Angola, com US$ 1,4 bi em oportunidades para o agronegócio, esbarra em questões legais de terras

ENVIADA ESPECIAL A LUANDA (ANGOLA) – Vista como potencial hub para o mercado africano, Angola quer atrair investimentos brasileiros. De acordo com o ministro da Agricultura e Florestas de Angola, Isaac dos Anjos, o mercado potencial a ser explorado no país é de US$ 1,4 bilhão no agronegócio. Dos Anjos diz que Angola está pronta para receber investidores, mas não a qualquer custo.

Ele afirma que chineses, portugueses e brasileiros demonstram interesse nas terras angolanas, mas minimiza queixas sobre eventual falta de segurança jurídica – mencionada pelos brasileiros. “Se não quiserem vir, não precisam vir, mas também não precisam estar aqui todo o tempo a debitar inconvenientes, insucessos”, afirmou. Em Angola, as terras são de propriedade do governo, que faz a concessão aos agricultores.

O ministro da Agricultura de Angola, Isaac dos Anjos, afirmou que o país está aberto à produção de, no mínimo, 180 milhões de toneladas de frango Foto: Lide/Divulgação

A afirmação do ministro angolano se deu em resposta à declaração de Katia Abreu, ex-ministra da Agricultura e ex-senadora, que questionou se as terras do país poderiam ser dadas em garantia em financiamentos bancários para a produção rural. Ela lembrou – em painel do Fórum do Agronegócio Angola-Brasil, organizado pelo grupo empresarial Lide – que o financiamento do agronegócio no Brasil tem juros mais baixos, subsidiados pelo governo e que, hoje, os produtores dão em garantia do financiamento a própria safra. No início, porém, a terra era a garantia.

O ministro angolano lembrou que, em um acordo bilateral firmado em visita do então ministro da Agricultura e Pecuária do Brasil, Carlos Fávaro, Angola cedeu terras para a produção de empresas brasileiras. “Portanto, já não estou mais disponível para pôr o meu joelho a pedir venham”, disse.

Após o painel, a ex-ministra afirmou a jornalistas que entende o senso de urgência do governo angolano com a questão. “Vejo uma ansiedade e um desejo das coisas acontecerem aqui com muita pressa. Há milhares de jovens com menos de 25 anos (no país). Isso é uma responsabilidade em relação à necessidade de emprego. O que vai trazer a vitória para Angola é a obstinação”. Ela afirmou ainda que há produtores como a família Schmidt, do Grupo Schmidt Agrícola, vindo à região para buscar oportunidades.
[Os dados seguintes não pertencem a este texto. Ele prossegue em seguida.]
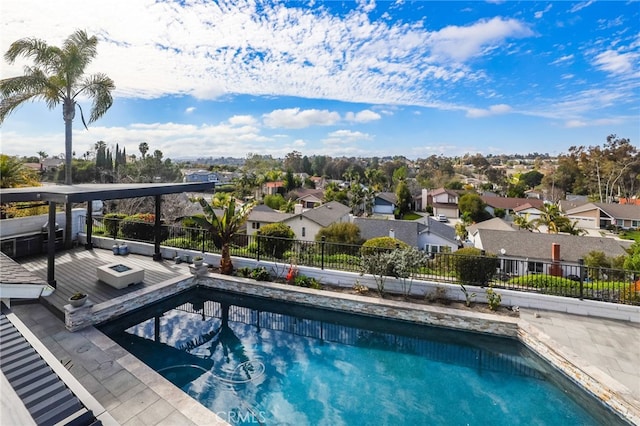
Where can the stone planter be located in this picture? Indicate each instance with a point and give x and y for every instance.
(76, 302)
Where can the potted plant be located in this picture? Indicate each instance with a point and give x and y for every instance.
(77, 299)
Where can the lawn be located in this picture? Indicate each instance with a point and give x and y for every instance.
(630, 235)
(411, 216)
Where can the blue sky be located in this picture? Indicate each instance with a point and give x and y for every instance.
(203, 78)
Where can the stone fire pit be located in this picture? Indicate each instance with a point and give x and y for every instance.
(120, 276)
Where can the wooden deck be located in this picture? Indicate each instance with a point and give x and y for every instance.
(75, 271)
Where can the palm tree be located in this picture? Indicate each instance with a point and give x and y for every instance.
(13, 173)
(57, 77)
(222, 228)
(551, 218)
(523, 222)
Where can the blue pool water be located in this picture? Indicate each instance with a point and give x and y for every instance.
(254, 361)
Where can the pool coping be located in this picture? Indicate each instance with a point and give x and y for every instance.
(611, 393)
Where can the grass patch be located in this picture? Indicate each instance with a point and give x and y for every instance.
(630, 235)
(411, 216)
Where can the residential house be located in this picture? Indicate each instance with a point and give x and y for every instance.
(632, 201)
(200, 176)
(52, 163)
(318, 181)
(272, 188)
(566, 205)
(385, 203)
(262, 215)
(524, 252)
(428, 234)
(443, 201)
(509, 205)
(527, 209)
(495, 224)
(308, 198)
(534, 193)
(604, 215)
(309, 222)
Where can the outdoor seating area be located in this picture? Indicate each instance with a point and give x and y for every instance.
(119, 276)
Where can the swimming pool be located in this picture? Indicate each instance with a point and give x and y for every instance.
(258, 361)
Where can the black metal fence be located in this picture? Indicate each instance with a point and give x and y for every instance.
(536, 276)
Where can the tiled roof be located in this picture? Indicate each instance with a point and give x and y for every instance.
(265, 214)
(326, 214)
(616, 211)
(537, 246)
(403, 230)
(388, 196)
(496, 223)
(511, 203)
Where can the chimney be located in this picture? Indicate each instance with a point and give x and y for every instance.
(555, 252)
(555, 269)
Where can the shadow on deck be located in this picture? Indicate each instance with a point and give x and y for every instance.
(75, 271)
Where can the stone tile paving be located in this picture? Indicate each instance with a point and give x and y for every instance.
(135, 395)
(126, 388)
(609, 345)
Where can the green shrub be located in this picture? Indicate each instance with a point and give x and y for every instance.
(112, 223)
(141, 227)
(381, 244)
(244, 272)
(304, 281)
(260, 274)
(275, 239)
(473, 268)
(493, 299)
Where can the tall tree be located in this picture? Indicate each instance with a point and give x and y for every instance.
(13, 173)
(222, 227)
(58, 77)
(404, 199)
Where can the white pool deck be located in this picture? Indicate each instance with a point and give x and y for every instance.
(608, 351)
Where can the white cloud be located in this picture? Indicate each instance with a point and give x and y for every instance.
(295, 118)
(461, 43)
(154, 49)
(242, 120)
(539, 14)
(581, 6)
(362, 116)
(345, 137)
(614, 62)
(566, 58)
(570, 124)
(498, 109)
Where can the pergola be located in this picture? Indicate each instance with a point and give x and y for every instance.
(62, 194)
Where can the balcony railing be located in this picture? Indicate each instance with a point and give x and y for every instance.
(565, 279)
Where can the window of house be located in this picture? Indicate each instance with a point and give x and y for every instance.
(535, 267)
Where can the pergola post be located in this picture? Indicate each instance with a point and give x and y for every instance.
(51, 245)
(157, 256)
(89, 224)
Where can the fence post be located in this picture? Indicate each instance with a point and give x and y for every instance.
(581, 263)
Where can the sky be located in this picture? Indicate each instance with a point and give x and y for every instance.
(201, 78)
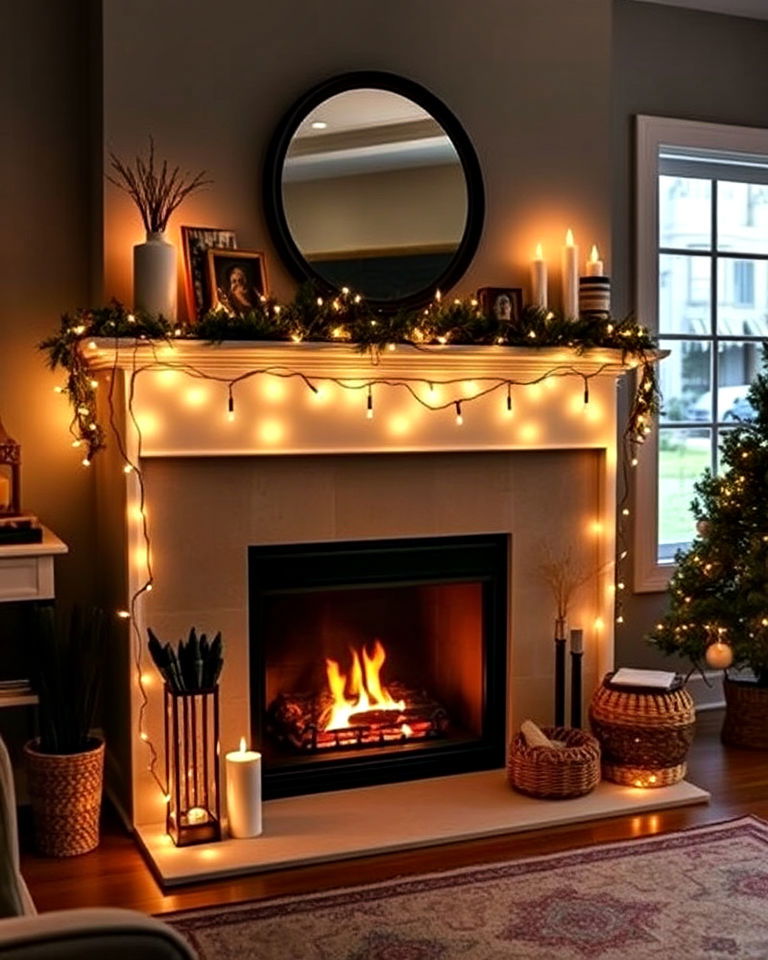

Em entrevista, o ministro angolano também falou em tom mais amistoso, ressaltando a parceria entre Brasil e Angola. “Naturalmente, não se pode ficar à espera como se fossem os únicos, há outros parceiros interessados”.

Ele afirmou que o país está aberto para a produção de, no mínimo, 180 milhões de toneladas de frango. “É coisa pouca comparada com os 600 milhões que hoje importamos. Se conseguirmos fixar 20% desse montante em empresários com sucesso, os outros virão”, disse.

O que preocupa produtores brasileiros

Um dos impasses para atrair investimentos de empresas brasileiras no país angolano é justamente o fato de que as terras pertencem ao Estado e são concedidas à iniciativa privada. O que, na visão de produtores rurais brasileiros, traz insegurança jurídica e dificulta a obtenção de crédito para produzir.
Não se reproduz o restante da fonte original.